Wednesday, July 21, 2010

morgan stanley


morgan stanley

Morgan Stanley's main trading unit surprised investors on Wednesday by reporting a relatively low 15 percent drop in revenue in the second quarter in the first quarter. In contrast, the main competitors, Goldman Sachs and JPMorgan Chase, the experienced 35 percent reduction in traffic over the same period.The combined structure, strategy and market share gains appear to benefit from Morgan Stanley that the company something to smile for the first time in a while.First of all, Morgan Stanley, it appears there was a large drop in the trade, that the rivals. The debt crisis in Europe sent the markets in a tailspin in the spring, so the investors sit on the sidelines and wait for the all-clear. This drop-off volume meant less money in the banks' trading desks, leading to lower commission income.

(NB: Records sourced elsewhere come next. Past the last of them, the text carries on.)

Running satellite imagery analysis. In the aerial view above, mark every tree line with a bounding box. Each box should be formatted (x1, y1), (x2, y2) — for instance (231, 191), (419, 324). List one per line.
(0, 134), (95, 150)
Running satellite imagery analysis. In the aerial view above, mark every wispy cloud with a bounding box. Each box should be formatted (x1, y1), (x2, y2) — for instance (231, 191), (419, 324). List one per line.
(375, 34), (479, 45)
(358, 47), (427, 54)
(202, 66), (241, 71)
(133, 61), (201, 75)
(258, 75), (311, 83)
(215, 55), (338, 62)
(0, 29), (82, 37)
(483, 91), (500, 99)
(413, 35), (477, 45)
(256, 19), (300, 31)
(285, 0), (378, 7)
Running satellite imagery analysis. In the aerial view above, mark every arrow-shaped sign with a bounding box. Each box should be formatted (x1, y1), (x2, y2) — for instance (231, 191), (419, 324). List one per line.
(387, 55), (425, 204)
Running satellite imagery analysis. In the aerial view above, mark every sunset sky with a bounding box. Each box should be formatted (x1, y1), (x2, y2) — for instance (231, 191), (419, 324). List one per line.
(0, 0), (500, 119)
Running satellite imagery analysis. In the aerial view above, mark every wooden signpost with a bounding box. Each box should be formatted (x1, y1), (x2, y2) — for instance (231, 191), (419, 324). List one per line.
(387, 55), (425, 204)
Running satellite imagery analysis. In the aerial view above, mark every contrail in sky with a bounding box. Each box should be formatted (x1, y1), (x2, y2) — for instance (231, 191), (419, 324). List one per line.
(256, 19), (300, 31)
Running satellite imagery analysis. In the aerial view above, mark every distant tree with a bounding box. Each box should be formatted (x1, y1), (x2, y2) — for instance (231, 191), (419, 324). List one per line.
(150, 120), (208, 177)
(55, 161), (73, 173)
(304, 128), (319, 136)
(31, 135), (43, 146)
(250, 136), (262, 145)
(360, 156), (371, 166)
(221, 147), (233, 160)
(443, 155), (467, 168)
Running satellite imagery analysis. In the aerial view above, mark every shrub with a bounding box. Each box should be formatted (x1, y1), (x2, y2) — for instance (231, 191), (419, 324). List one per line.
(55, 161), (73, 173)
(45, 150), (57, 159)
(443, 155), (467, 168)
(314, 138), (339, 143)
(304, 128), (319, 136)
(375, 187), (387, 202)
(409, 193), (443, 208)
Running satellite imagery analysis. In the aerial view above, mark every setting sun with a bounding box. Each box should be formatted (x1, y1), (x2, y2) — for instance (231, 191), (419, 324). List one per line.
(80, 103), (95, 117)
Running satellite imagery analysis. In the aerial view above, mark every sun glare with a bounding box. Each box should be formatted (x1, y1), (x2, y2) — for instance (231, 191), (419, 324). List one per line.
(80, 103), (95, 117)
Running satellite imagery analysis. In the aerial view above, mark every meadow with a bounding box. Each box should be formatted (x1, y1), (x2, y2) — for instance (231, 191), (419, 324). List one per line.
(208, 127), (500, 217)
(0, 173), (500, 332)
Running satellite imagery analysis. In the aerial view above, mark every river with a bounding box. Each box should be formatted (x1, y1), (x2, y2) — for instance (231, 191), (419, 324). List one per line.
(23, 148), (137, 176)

Morgan Stanley also said that his client took the volume in part because of the extensive trade sales force. The company announced it was hiring last year, 400 manufacturers in order to share rivals. Which in part explains that Morgan Stanley was able to strong growth in equity trading unit title, besting Goldman Sachs in this field for the first time in centuries. (Most of the decline in trade, Morgan Stanley is also a fixed-income revenue.)And unlike competitors such as Goldman, JPMorgan and Bank of America, Morgan Stanley, a large part of shutting the business, so they are less vulnerable to the crisis in the market. Trading for own account or the game of his own money to market the company is able to gain enorme, as in the first quarter increased zijn bij every market, but it also generates huge losses.Goldman has suffered a loss in equity trading unit bets against the equity volatility quarter proved to be very volatile.